John Francis Wheatley, Lord Wheatley, PC (born 9 May 1941) is a Scottish lawyer and retired Senator of the College of Justice, a judge of the Supreme Courts of Scotland, sitting in the High Court of Justiciary and the Inner House of the Court of Session. He is an authority on road traffic law. His father, John Wheatley, Baron Wheatley, was Lord Justice Clerk between 1972 and 1985, the second-most senior judge in Scotland.

==Early life==
Wheatley was born the son of John Thomas Wheatley and Agnes Nichol. His father, a distinguished lawyer, had served as Solicitor General and Lord Advocate, before being appointed a judge and rising to the rank of Lord Justice Clerk, the second-most senior judge in Scotland. The young Wheatley was educated at his father's former school, Mount St Mary's College, an independent Jesuit boarding school in Derbyshire, and studied at the School of Law of the University of Edinburgh.

==Legal career==
Wheatley was admitted to the Faculty of Advocates in 1966, and appointed Standing Counsel to the Scottish Development Department in 1971, and Advocate Depute in 1975. He was appointed a Sheriff of Tayside, Central and Fife in 1979, serving at Dunfermline from 1979 to 1980, and at Perth from 1980 to 2000. In 1998 he was promoted Sheriff Principal of Tayside, Central and Fife. He was appointed a Temporary High Court Judge in 1992 and took silk in 1993.

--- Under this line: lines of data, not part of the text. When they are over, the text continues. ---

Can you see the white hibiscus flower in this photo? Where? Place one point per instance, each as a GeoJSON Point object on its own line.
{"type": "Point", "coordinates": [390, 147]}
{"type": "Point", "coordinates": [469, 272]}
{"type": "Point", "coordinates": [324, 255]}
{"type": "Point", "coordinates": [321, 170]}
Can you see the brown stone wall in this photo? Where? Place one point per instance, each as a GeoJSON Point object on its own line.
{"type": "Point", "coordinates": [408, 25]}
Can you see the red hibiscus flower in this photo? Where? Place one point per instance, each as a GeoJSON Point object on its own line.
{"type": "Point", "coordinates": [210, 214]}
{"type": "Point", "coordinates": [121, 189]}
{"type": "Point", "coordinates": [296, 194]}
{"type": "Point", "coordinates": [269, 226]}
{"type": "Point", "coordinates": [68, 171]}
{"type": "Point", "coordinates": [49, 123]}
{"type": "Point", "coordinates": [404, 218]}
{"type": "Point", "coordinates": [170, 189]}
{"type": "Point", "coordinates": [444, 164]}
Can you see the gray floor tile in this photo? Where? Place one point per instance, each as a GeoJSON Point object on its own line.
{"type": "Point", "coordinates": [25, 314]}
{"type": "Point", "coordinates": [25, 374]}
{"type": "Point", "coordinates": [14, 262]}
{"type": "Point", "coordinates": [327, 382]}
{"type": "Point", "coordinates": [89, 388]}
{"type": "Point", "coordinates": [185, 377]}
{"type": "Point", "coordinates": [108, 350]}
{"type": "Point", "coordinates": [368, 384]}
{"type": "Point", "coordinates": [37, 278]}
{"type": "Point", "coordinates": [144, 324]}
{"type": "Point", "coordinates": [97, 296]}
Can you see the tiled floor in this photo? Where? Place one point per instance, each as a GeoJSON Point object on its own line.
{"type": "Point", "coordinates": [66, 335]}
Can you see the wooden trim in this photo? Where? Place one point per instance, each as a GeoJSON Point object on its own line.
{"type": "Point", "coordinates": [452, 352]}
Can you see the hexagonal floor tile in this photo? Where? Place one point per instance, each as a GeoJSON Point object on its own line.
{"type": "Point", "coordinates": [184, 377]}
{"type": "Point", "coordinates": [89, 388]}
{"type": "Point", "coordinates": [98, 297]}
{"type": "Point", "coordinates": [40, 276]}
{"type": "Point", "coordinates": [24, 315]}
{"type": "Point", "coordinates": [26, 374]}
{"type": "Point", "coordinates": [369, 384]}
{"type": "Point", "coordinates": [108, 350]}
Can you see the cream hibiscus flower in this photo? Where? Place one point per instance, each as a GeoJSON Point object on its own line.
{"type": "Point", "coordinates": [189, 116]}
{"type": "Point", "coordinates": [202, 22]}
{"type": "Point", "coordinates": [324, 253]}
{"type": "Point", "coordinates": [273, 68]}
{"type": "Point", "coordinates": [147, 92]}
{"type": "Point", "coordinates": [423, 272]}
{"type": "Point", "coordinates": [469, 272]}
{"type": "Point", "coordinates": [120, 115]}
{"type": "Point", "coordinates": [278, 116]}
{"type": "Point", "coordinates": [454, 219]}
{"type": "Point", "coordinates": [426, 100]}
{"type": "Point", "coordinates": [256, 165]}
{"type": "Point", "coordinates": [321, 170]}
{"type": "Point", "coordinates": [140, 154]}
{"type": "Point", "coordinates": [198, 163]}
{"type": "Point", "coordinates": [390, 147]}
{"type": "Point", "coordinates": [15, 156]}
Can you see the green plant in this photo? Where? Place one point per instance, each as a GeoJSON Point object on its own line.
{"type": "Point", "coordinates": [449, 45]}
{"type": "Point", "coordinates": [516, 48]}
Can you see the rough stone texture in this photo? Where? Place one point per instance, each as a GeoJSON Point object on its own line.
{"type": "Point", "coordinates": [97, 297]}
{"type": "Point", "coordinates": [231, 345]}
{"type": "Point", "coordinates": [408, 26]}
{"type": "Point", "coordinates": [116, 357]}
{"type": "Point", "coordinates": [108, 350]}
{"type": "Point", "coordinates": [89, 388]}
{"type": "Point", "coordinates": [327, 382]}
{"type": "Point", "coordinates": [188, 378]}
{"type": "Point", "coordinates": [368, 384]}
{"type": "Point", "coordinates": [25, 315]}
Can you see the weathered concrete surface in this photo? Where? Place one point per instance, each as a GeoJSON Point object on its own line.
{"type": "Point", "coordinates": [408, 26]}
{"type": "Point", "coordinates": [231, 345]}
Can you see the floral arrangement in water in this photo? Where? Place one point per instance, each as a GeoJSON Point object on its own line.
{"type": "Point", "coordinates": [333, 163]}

In 2000, Wheatley was appointed a Senator of the College of Justice, a judge of the High Court of Justiciary and Court of Session, Scotland's Supreme Courts, taking the judicial title, Lord Wheatley. From 2002 to 2006, he was Chairman of the Judicial Studies Committee, the body responsible for the training of judges. He was promoted to the Inner House of the Court of Session, and to the Privy Council, in 2007.

== Governor ==
Wheatley was a member of the Board of Governors of Lendrick Muir School, a special school for maladjusted boys and girls in the Fossoway area of Kinross,

==In popular culture==
In the 2021 mini-series A Very British Scandal, Wheatley was played by Jonathan Aris.

==Personal life==
Lord Wheatley married Bronwen Fraser in 1970, with whom he has two sons. He stood as the Labour Party candidate in Dumfries in the February and October 1974 general elections. His recreations include gardening and music, and he is the founder, and current President, of the Faculty of Advocates' football team, Faculty Phantoms FC. He lives in Fossoway, Kinross-shire.